Estimated Two-year Net Impact to General Revenue Related Funds for HB1423, As Introduced: an impact of $0 through the biennium ending August 31, 2005.

The bill would make no appropriation but could provide the legal basis for an appropriation of funds to implement the provisions of the bill.



Fiscal Year Probable Net Positive/(Negative) Impact to General Revenue Related Funds
2004 $0
2005 $0
2006 $0
2007 $0
2008 $0




Fiscal Year Probable (Cost) from
Counties--used as match for Medicaid
Probable (Cost) from
FEDERAL FUNDS
555
Change in Number of State Employees from FY 2003
2004 ($2,553,333) ($3,799,853) 2.5
2005 ($2,546,896) ($3,793,415) 2.5
2006 $0 $0 0.0
2007 $0 $0 0.0
2008 $0 $0 0.0

Fiscal Analysis

The bill would direct the Health and Human Services Commission (HHSC) to establish a pilot program to provide recipients of medical assistance (Medicaid) with oral and written language interpreter services through local governmental entities.  Pilot services would be financed with money provided by participating local governmental entities and corresponding federal matching money.  The commission would evaluate the pilot program and report to the 79th Legislature no later than January 1, 2005.  The bill would expire September 1, 2005.


Methodology

It is assumed that local governmental entities would provide local funds (Other Funds) which would be matched with federal (Medicaid) funds for the provision of pilot program services and state administrative activities.  It is assumed that the pilot program and related activities would be implemented only to the extent that:  (1) local funds are made available for these purposes, and (2) the federal government authorizes the use of Federal (Medicaid) Funds to match local funds for these purposes.
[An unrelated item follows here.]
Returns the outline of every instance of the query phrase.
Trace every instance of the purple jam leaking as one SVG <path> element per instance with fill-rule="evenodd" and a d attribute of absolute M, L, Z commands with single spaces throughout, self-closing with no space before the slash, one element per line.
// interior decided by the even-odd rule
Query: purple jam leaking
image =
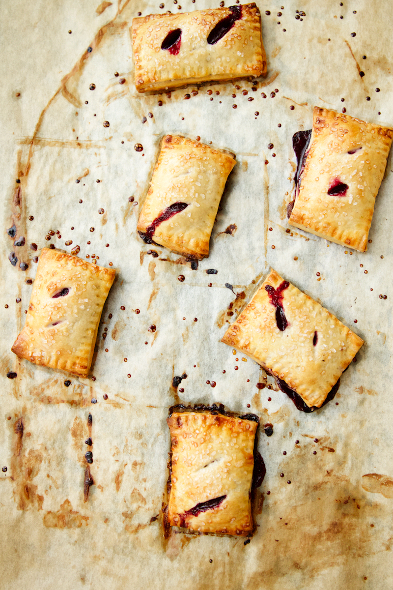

1.  HHSC estimates that client services provided to Medicaid clients through the pilot program would total $6,232,593 in All Funds per year.  It is assumed that local funds would finance approximately 40 percent of expenses, with Federal (Mediciad) Funds financing the balance.

2.  It is assumed that HHSC would require an additional 2.5 Full-time-equivalents (FTEs) to establish and evaluate the pilot program; their salaries and related expenses are assumed to be financed equally through local funds and Federal (Medicaid) Funds.  HHSC would hire 1.0 Administrative Technician, 0.5 Accountant, and 1.0 Program Specialist.  Combined annual salaries, adjusted for the part time status of the accountant, would total $78,042 per year.  Annual employee benefits would total $22,211 per year.  Other FTE-related expenses would total $7,465 per year.  A one-time equipment cost of $12,875 would occur in fiscal year 2004.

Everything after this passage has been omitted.